19 heures c'est à nouveau l'heure du feuilleton ! épisode 70

maurepas5 n°70

Les tribulations de Maurepas
Quatrième partie
Vent de terre

Épisode 70

Maurepas chevauchait devant.  La matinée était bien avancée. Il s'en voulait d'avoir dormi si longtemps. Le soleil, pas encore brisé par les nuages d'altitude, glissait sur le fond de la vallée. Le vent patientait en se contentant d'une bonne brise avant de prendre son élan pour déverser sa fureur sur les pentes arides qui dominaient majestueusement. La poussière restait clouée au sol grâce à la rosée du matin. Pas très loin, dans la montée du chemin, suivait Petit Pierre. Il avait une capacité à tenir sur son cheval tout en dormant à moitié qui étonnait Maurepas. Il se retourna pour s'en amuser.  Solange était bien plus en arrière. Elle sortait à peine du lacet que Maurepas avait passé depuis un bon moment.  Il allait se remettre droit pour faire face au dernier virage qui portait la route dans un défilé de parois vertigineuses aux couleurs violacées. Mais son attention fut retenue par l'allure inhabituelle du cheval de Solange. Il essayait de comprendre la raison de ce balancement.  Soudainement, il réalisa que cela venait de la présence d'un deuxième larron sur le dos de l’animal. La colère s'immisça en  Maurepas.  On avait ignoré sa décision, il n'avait pas l'habitude qu’on discute ses choix.  Il stoppa sa monture, la fit pivoter et attendit l'arrivée des deux autres. Maurepas bouillonnait. Le temps passait trop vite. Ou trop lentement, c'était selon. Il craignait d'arriver bien tard, de rater son frère. La peur se transforma très vite en une colère incontrôlable.  Il piaffait d'impatience, il se dit qu'il allait abandonner Paille ici, après tout qu'il se débrouille. Ce n'était qu'un fardeau inutile. Le vent s'était levé. Le soleil courrait dans les nuages qui s'enfuyaient vers la mer.   Des nuages qui se déchiraient en longs épanchements, semblant de gigantesques coups de pinceaux jetés avec rage dans le bleu brûlé par l'horizon.  Un vent moins puissant que la veille qui prenait juste un peu de repos avant de dévaster la vallée. 

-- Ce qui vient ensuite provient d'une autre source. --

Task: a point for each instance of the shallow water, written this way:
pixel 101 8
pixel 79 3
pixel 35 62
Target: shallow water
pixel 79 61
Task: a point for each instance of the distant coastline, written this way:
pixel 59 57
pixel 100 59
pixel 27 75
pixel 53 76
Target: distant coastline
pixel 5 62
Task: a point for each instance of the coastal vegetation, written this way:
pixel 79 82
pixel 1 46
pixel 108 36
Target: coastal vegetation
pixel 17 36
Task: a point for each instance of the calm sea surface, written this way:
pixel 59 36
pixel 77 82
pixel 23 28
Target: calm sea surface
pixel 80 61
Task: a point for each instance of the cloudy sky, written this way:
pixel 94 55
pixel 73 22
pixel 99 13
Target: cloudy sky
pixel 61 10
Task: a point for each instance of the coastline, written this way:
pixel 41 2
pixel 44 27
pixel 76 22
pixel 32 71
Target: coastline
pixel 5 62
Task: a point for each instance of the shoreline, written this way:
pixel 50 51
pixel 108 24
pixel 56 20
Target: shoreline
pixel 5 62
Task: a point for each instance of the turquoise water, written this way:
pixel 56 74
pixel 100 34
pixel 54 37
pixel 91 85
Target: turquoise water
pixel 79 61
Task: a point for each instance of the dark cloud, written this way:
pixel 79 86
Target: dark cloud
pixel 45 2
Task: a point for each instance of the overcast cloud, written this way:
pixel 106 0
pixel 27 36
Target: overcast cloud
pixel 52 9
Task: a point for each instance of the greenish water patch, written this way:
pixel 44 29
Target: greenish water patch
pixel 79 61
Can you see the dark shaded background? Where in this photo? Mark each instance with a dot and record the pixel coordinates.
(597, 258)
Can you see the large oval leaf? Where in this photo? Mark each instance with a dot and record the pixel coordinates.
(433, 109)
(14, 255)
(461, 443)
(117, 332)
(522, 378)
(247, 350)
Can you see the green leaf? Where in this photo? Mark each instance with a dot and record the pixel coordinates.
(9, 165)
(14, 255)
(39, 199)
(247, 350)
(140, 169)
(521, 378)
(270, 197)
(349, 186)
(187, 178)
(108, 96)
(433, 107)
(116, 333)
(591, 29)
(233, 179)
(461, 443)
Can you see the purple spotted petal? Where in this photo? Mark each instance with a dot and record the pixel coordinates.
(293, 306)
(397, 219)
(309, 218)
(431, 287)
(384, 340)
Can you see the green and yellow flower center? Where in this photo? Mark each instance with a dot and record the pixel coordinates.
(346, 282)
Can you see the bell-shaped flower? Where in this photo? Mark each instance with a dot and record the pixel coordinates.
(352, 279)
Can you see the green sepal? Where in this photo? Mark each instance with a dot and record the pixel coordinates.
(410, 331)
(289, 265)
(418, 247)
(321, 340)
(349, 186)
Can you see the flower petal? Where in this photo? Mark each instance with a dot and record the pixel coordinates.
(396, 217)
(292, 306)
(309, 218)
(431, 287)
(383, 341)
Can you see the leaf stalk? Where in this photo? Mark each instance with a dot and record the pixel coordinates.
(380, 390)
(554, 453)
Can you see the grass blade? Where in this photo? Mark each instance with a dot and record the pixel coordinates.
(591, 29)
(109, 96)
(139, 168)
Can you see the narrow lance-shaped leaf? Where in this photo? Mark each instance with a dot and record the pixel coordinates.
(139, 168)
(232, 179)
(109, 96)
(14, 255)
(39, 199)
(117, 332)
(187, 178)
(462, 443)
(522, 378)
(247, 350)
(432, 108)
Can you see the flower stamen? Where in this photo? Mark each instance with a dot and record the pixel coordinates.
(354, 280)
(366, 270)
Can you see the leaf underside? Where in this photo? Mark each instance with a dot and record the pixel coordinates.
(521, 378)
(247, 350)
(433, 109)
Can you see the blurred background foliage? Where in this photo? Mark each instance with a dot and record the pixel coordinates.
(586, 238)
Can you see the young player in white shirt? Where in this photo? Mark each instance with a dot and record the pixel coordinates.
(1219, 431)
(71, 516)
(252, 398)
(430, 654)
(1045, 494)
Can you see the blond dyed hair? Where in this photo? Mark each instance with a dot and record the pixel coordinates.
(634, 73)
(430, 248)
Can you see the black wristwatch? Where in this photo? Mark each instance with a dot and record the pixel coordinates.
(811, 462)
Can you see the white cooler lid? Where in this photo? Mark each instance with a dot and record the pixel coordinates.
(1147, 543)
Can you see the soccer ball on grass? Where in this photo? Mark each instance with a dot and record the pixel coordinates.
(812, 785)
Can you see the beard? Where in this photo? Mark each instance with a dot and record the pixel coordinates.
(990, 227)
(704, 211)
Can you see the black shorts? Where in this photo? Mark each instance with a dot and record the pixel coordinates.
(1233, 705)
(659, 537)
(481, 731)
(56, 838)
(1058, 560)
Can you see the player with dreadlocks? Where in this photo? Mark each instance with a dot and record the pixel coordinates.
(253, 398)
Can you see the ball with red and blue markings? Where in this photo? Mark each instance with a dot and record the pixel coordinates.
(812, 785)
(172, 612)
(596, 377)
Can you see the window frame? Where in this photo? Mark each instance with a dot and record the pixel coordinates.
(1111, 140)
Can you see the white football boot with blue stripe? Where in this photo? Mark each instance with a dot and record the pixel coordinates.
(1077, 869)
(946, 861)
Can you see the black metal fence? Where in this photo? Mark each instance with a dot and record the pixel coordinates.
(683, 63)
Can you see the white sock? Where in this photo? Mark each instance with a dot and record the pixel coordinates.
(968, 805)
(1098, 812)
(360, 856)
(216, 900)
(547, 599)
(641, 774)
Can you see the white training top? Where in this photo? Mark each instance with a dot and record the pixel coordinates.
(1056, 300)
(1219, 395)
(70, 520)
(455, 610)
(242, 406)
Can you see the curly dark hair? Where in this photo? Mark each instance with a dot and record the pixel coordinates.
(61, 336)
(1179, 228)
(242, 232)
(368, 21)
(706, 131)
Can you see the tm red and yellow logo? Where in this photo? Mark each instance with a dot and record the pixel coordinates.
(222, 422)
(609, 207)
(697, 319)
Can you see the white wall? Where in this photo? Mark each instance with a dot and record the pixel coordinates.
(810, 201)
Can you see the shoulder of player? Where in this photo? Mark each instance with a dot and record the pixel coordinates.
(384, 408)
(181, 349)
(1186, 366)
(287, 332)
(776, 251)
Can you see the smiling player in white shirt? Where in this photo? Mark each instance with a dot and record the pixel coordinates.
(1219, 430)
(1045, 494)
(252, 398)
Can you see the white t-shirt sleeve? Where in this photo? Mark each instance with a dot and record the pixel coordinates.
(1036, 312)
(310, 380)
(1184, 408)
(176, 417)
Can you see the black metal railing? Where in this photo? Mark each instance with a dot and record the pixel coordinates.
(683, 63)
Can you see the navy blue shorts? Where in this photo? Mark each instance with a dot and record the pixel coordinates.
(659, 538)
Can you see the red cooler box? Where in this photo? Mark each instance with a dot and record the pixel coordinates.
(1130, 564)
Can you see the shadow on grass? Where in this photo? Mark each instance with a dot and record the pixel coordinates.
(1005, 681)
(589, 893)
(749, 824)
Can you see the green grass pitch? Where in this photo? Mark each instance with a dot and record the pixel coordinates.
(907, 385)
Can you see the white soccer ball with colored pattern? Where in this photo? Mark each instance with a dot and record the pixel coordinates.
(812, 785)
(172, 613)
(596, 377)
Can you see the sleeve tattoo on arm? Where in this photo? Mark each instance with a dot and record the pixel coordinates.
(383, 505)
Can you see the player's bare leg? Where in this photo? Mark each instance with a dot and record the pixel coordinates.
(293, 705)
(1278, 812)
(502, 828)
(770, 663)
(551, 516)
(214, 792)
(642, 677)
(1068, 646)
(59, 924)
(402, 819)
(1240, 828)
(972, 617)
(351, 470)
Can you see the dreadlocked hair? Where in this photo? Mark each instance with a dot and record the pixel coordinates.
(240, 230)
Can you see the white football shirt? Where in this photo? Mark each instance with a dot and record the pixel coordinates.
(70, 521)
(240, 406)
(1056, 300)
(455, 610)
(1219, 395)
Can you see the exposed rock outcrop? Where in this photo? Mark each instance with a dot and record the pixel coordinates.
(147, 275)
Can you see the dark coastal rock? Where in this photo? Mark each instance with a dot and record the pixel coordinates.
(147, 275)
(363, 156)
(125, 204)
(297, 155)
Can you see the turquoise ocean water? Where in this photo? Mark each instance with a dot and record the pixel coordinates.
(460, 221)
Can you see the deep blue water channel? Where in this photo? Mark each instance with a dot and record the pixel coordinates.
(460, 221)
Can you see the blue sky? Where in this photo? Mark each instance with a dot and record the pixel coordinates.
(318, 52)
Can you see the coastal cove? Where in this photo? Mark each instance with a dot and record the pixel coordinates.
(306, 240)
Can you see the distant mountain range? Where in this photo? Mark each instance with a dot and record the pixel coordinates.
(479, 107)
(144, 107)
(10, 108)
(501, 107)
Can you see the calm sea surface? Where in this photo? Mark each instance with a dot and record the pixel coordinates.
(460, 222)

Est-ce le regard de Solange, profond, pénétrant et doux à la fois ? Ou bien la tête de Paille, émergeant au-dessus de l'épaule, le visage balayé par la chevelure en bataille de Solange ? Ou tout simplement l'attente, sur ce cheval impassible d'une tranquillité froide ? Toute sa colère s'était dissipée d'un coup. Leur monture semblait insensible à la charge. Le cheval grimpait la pente sans effort. Petit Pierre était à leur côté. Pas un mot ne fut prononcé, des échanges de regards, des intentions suspendues, et surtout l'immobilité qui amène à l'imposture du mouvement. Les deux autres chevaux reprirent la route, comme s’il en allait ainsi de leur propre décision. Plus dépité qu’autre chose, Maurepas tourna la bride, mais il ne l'aurait pas fait que le cheval de lui-même eut pris sa place à la suite des autres.  Ils cheminèrent ainsi jusqu'à l'entrée du défilé. Les lacets s'arrêtaient pour laisser place à une longue route à peine sinueuse qui suivait la Girance à bonne hauteur. L'inclinaison était moindre. Il faisait une chaleur moite. L'évaporation du matin se mêlait à l'air brûlant.  Les corps supportaient difficilement le frottement des tissus.

Aux alentours de midi, ils s’engagèrent sur une sente qui dégringolait dans la broussaille touffue et courte faisant rempart jusqu’à la rivière. Les quatre cavaliers descendirent de leurs chevaux pour les mener par le licou. Le bruissement cristallin de l’eau pure, quand elle se jetait sur les roches qui parsemaient le lit de la rivière, prenait une ampleur qui envahissait tout l’espace. Le chemin finissait en pente douce pour mourir au bord de l’eau.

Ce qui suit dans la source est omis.